The present invention relates to a method for simultaneous laser welding according to the preamble of claim 1. Furthermore, the present invention relates to a device according to the preamble of claim 5.

The laser beam welding of workpieces is known from the prior art. It is increasingly replacing the traditional methods of joining workpieces such as gluing or screwing. Today, several methods are available to the user for material-fit joining of workpieces using laser beams.

In so-called contour welding, a laser beam is guided along a freely definable weld contour. Frequently fiber-coupled laser devices with round beam cross sections are used. Depending on the laser device used and the optics available, weld seam widths of a few tenths of a millimeter to several millimeters are achieved with the aid of this method.

In so-called quasi-simultaneous welding, a laser beam is guided at high speed along a weld contour using galvanometric mirrors (so-called scanner mirrors). Due to the high speed with which the laser beam is guided, the entire joining area is heated and plasticized very quickly (quasi-simultaneously). However, the welding of three-dimensional seam contours is relatively complicated and can only be implemented to a limited extent because of shading or unfavorable angles of incidence on curved surfaces. Furthermore, tensions or distortions often occur, which adversely affect the durability of the weld.

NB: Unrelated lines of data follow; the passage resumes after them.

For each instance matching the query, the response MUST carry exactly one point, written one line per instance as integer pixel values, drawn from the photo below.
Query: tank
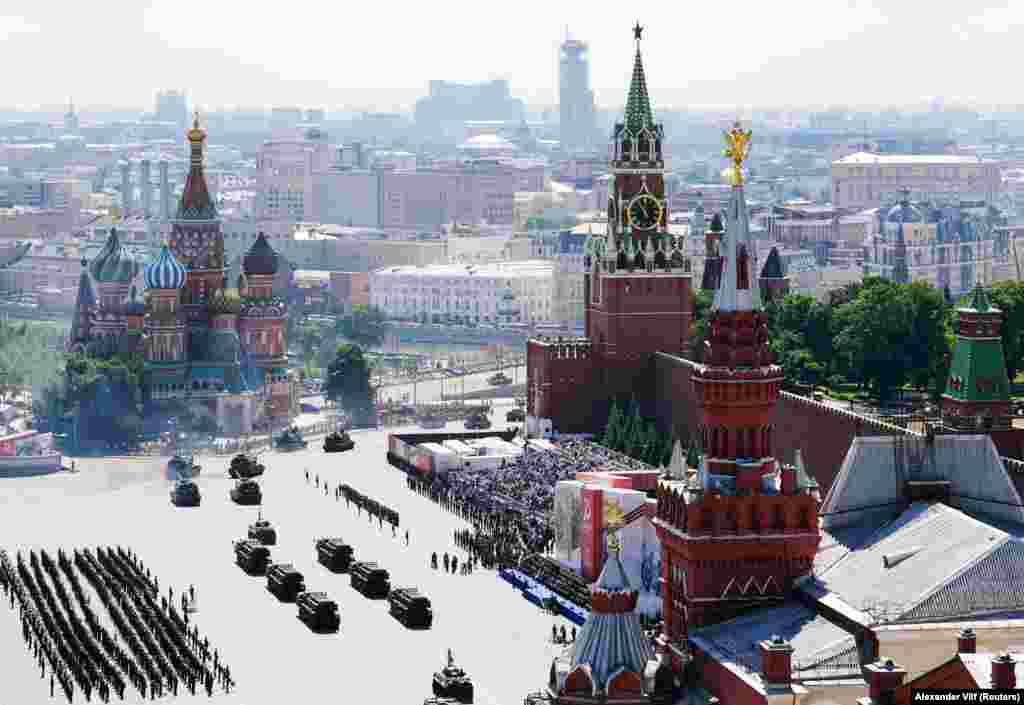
(185, 493)
(452, 681)
(411, 608)
(285, 582)
(180, 467)
(252, 556)
(244, 466)
(431, 421)
(334, 554)
(477, 420)
(263, 532)
(338, 442)
(370, 579)
(247, 492)
(290, 440)
(318, 612)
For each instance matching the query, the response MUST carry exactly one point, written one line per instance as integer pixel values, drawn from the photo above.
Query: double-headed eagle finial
(737, 142)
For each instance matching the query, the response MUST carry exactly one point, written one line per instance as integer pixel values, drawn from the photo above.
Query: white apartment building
(867, 180)
(465, 292)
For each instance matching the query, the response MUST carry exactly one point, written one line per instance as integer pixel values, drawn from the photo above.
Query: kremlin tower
(977, 396)
(739, 532)
(637, 295)
(204, 342)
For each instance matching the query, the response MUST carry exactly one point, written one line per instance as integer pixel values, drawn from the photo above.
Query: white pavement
(501, 638)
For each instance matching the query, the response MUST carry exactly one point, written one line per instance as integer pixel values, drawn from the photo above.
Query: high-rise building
(576, 99)
(172, 106)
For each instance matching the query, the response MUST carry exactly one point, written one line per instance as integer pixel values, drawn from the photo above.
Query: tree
(871, 335)
(348, 383)
(364, 326)
(1009, 297)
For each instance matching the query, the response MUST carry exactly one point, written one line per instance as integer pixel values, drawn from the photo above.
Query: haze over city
(373, 56)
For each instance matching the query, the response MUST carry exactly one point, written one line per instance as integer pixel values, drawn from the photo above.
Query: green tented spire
(638, 115)
(979, 299)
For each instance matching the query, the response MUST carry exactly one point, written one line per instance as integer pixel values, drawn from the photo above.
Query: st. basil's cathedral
(205, 340)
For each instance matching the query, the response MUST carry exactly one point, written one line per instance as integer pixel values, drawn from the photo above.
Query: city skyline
(819, 53)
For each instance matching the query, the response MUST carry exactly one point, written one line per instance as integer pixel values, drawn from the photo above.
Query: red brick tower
(742, 530)
(637, 283)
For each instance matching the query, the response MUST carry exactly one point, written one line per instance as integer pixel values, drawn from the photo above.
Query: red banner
(592, 532)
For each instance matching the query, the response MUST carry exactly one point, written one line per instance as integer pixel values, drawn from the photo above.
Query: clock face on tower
(645, 212)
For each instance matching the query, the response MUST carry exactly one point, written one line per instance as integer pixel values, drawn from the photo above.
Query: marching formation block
(370, 579)
(318, 612)
(252, 556)
(411, 608)
(334, 554)
(285, 582)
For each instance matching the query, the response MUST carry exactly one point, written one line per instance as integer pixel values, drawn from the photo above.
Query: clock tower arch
(637, 282)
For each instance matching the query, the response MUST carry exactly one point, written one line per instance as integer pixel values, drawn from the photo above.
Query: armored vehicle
(247, 492)
(499, 378)
(285, 582)
(477, 420)
(318, 612)
(452, 681)
(185, 493)
(252, 556)
(263, 532)
(334, 554)
(181, 467)
(411, 608)
(244, 466)
(290, 440)
(370, 579)
(338, 442)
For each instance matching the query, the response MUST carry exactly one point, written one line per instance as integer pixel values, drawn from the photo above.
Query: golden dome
(197, 133)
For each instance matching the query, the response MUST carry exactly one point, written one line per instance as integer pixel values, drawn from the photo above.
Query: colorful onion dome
(135, 304)
(165, 272)
(114, 263)
(261, 259)
(224, 301)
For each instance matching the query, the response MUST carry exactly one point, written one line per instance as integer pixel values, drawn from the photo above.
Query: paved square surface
(500, 638)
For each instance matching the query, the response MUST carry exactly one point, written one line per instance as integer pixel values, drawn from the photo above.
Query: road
(497, 635)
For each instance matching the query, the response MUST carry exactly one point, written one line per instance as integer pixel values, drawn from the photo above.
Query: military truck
(318, 612)
(263, 532)
(285, 582)
(334, 554)
(370, 579)
(244, 466)
(411, 608)
(185, 493)
(247, 492)
(252, 556)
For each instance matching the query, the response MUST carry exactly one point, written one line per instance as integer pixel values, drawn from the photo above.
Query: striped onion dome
(165, 272)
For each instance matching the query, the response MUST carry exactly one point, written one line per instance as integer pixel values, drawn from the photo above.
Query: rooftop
(867, 158)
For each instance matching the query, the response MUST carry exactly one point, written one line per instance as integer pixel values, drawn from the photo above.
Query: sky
(740, 54)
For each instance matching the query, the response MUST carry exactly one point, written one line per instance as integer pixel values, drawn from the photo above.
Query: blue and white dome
(165, 272)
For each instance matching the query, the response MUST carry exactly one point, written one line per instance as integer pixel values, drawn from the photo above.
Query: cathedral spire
(638, 113)
(196, 203)
(737, 290)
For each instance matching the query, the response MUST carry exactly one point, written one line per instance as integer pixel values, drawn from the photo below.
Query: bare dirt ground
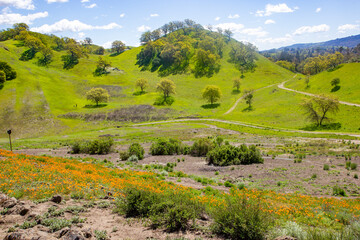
(97, 218)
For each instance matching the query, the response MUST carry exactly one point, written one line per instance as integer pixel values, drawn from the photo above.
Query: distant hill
(350, 42)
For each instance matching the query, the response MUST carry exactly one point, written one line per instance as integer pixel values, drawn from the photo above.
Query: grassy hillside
(349, 75)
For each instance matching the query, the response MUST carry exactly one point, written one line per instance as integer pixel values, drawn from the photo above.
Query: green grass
(348, 74)
(33, 103)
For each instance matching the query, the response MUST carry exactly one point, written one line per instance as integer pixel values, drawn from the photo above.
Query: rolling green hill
(349, 75)
(50, 100)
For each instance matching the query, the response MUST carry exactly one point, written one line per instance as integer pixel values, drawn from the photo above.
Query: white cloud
(91, 6)
(234, 27)
(73, 26)
(348, 27)
(233, 16)
(11, 18)
(258, 32)
(279, 8)
(288, 38)
(269, 21)
(143, 28)
(312, 29)
(52, 1)
(21, 4)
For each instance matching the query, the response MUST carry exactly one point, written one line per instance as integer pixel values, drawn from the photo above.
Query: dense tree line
(313, 60)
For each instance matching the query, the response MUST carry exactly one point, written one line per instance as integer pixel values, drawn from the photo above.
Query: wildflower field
(40, 177)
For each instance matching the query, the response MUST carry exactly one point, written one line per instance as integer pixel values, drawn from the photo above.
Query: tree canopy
(211, 93)
(167, 87)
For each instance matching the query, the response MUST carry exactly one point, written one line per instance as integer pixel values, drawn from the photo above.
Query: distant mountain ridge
(351, 41)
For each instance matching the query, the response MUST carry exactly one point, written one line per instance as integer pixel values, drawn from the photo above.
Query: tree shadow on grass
(329, 126)
(138, 93)
(161, 101)
(210, 106)
(335, 89)
(248, 109)
(96, 106)
(235, 91)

In so-called mask welding, an approximately line-shaped laser beam is moved across the workpieces to be welded. A mask selectively shadows the laser beam so that it only hits the joining surface at the points where welding is to take place. The field of application of the Meskenschweißens lies mainly in the field of sensors, chips and electronic components as well as microsystems technology. Fine structures in the mask allow a very high resolution, which allows welds of less than 100 microns width. In a single operation, straight and curved lines of different widths can be created and flat areas welded together.

In so-called simultaneous welding, individual, essentially line-emitting laser diodes or lasers or laser diodes with cylindrical lens optics are arranged to produce line-shaped laser beams along the seam contour to be welded. The melting and welding of the entire contour takes place simultaneously in this process (simultaneously). The number of laser diodes required for this depends on the circumference of the weld seam contour and the laser power required for welding. The method requires no relative movement between the component and the laser beam. The weld geometry can be chosen freely within a certain framework and has so far been limited to two-dimensional contours, which are constructed from individual straight lines.

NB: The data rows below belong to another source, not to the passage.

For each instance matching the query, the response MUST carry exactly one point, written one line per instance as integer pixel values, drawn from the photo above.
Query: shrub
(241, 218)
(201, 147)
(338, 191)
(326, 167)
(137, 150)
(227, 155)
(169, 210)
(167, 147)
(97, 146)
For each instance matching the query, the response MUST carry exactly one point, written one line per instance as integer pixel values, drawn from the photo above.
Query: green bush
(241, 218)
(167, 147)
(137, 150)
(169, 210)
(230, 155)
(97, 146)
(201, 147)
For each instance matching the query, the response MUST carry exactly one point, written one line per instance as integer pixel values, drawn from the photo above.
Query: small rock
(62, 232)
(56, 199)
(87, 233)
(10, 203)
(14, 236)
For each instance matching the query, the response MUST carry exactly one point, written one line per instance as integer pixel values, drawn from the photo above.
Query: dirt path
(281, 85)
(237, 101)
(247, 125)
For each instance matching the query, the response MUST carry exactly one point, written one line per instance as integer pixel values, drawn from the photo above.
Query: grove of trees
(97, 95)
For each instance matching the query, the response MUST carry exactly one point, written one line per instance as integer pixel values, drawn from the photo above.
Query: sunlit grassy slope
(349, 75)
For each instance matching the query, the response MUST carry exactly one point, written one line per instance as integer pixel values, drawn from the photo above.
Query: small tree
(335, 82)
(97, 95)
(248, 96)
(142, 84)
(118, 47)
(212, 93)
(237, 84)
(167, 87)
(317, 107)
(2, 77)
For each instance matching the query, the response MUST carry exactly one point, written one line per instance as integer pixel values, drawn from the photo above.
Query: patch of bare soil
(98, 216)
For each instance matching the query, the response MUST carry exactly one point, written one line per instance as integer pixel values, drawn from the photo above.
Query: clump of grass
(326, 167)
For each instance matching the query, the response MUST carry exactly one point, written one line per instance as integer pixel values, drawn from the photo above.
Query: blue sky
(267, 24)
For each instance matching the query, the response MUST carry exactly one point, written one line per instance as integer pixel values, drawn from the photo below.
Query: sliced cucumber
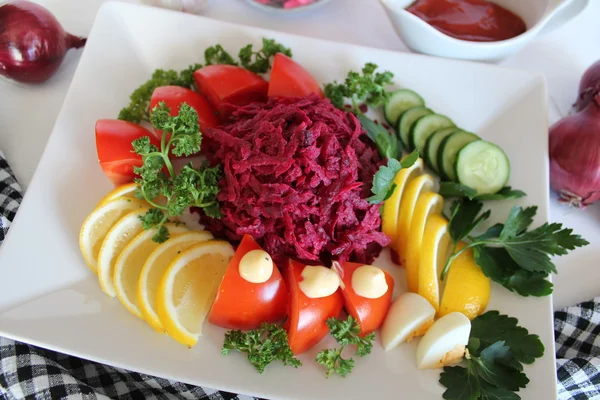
(448, 151)
(483, 166)
(424, 127)
(400, 101)
(407, 119)
(433, 144)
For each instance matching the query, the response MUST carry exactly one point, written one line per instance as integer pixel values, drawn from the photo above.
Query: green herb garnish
(260, 61)
(497, 350)
(509, 253)
(383, 181)
(345, 333)
(366, 87)
(195, 187)
(139, 101)
(264, 345)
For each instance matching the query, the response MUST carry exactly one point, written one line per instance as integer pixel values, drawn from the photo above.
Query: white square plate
(48, 297)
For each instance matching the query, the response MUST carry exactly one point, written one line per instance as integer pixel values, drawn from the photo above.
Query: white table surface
(27, 113)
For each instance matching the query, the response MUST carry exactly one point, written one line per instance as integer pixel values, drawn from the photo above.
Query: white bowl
(419, 36)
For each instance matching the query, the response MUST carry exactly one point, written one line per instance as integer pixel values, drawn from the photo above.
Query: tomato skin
(306, 324)
(370, 313)
(115, 152)
(290, 79)
(244, 305)
(174, 96)
(227, 85)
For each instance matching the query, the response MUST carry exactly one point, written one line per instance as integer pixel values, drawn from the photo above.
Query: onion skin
(589, 86)
(575, 156)
(32, 42)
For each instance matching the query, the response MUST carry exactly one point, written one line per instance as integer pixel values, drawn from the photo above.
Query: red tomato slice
(244, 305)
(370, 313)
(306, 324)
(174, 96)
(226, 85)
(290, 79)
(115, 153)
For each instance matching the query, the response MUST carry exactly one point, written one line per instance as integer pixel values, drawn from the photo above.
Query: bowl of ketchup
(476, 29)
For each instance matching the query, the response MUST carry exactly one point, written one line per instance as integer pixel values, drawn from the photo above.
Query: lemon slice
(115, 241)
(99, 222)
(127, 191)
(408, 202)
(189, 287)
(434, 253)
(427, 204)
(130, 262)
(467, 289)
(154, 268)
(391, 207)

A device and a method of the type mentioned are from the EP 0 282 593 A1 known. The device described therein comprises a laser light source and a beam shaping body having an entrance aperture and an exit aperture. Lens means can image the laser light generated by the laser light source onto the entrance aperture. The entrance aperture and the exit aperture have a different shape and are connected to one another via a beam guiding channel in the interior of the beam-forming body. The laser light emerging from the exit aperture can be imaged into a working plane in order to be used there, for example for welding.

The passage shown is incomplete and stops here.